Restrictions on Libraries That Can Be Called

As mentioned in Chapter 25, there is an attribute in the System.Security namespace named AllowPartiallyTrustedCallersAttribute . For the sake of brevity, this attribute will be called APTCA throughout this chapter. The motivation behind APTCA is to limit the vectors of attack for malicious, semi-trusted code. Any managed code library with a strong name cannot be used by semi-trusted code unless that library is marked with APTCA.

In addition to APTCA, many managed code libraries have permission requirements that your applications will have to meet. If you are unaware that your application will need a certain permission, it is quite possible that you could hit a SecurityException while executing.

Assemblies with APTCA

Because a strong named, managed code library without APTCA will block access to semi-trusted code, it is important to ensure that all libraries your applications use are marked appropriately. Users and administrators can limit the trust given to applications they run, so you cannot always assume your applications will be granted full trust.

In the initial release of the .NET Framework, the following assemblies are marked with APTCA:

• mscorlib.dll

• System.dll

• System.Data.dll

• System.Xml.dll

• System.Drawing.dll

• System.Windows.Forms.dll

• System.Web.Services.dll

• Microsoft.VisualBasic.dll

• IEExecRemote.dll

• Accessibility.dll

If you plan on using any assemblies not on this list, you should check if that assembly is marked with APTCA. You can see if an assembly is marked with APTCA using the ildasm tool that comes with the .NET Framework SDK. If you run ildasm.exe < assembly file > , it will display information about the given assembly. If you then double-click the MANIFEST portion of the display, it will show you what attributes were applied to the assembly. Figure 29.1 shows this for the System.Data.dll assembly. Notice that System.Security.AllowPartiallyTrustedCallersAttribute is listed.

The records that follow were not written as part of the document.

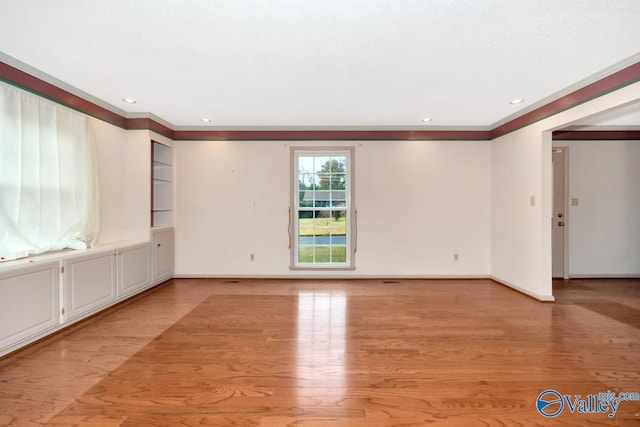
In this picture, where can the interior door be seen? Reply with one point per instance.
(558, 221)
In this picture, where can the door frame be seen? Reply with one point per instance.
(566, 207)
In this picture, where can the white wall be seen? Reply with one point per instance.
(419, 202)
(125, 175)
(521, 167)
(604, 229)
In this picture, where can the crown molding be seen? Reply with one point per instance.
(21, 75)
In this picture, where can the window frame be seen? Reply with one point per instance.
(351, 212)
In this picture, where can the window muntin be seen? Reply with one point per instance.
(322, 215)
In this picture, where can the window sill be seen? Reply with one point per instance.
(321, 268)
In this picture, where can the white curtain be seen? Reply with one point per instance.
(49, 196)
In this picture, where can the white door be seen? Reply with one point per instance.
(558, 221)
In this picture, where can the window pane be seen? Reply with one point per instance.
(322, 183)
(339, 253)
(305, 254)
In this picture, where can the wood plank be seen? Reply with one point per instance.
(199, 352)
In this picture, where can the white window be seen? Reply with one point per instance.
(48, 177)
(323, 215)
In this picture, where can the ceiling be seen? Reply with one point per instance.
(324, 64)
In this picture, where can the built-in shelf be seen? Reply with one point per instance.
(162, 187)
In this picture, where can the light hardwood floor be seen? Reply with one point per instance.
(202, 352)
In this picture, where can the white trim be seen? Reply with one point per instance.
(605, 276)
(545, 298)
(329, 276)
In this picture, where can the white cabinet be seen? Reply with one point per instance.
(134, 268)
(29, 303)
(163, 253)
(162, 185)
(43, 295)
(89, 282)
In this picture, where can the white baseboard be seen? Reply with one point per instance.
(325, 276)
(545, 298)
(605, 276)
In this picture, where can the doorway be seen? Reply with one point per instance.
(559, 220)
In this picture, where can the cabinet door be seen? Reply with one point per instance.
(163, 254)
(29, 302)
(134, 268)
(89, 283)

Libraries with Known Permission Requirements

There are some security restrictions besides APTCA that may come with certain managed code libraries. If you plan on writing an application that accesses protected resources, you should understand the security requirements.

The easiest way to learn security requirements for accessing protected resources is to read the documentation for the managed code libraries you call. For example, look at the .NET Framework SDK documentation for the method System.IO.File.OpenRead . In the "Requirements" section, it mentions that the FileIOPermission is necessary to use the method. Other methods that access protected resources have similar documentation.

Unfortunately, there is no way to reliably, programmatically determine all security permissions an application might need. If you don't have adequate documentation for an assembly you want to use, you can look at the disassembly of that assembly using ildasm.exe . You might be able to find the information you need searching for declarative and imperative security actions in method information.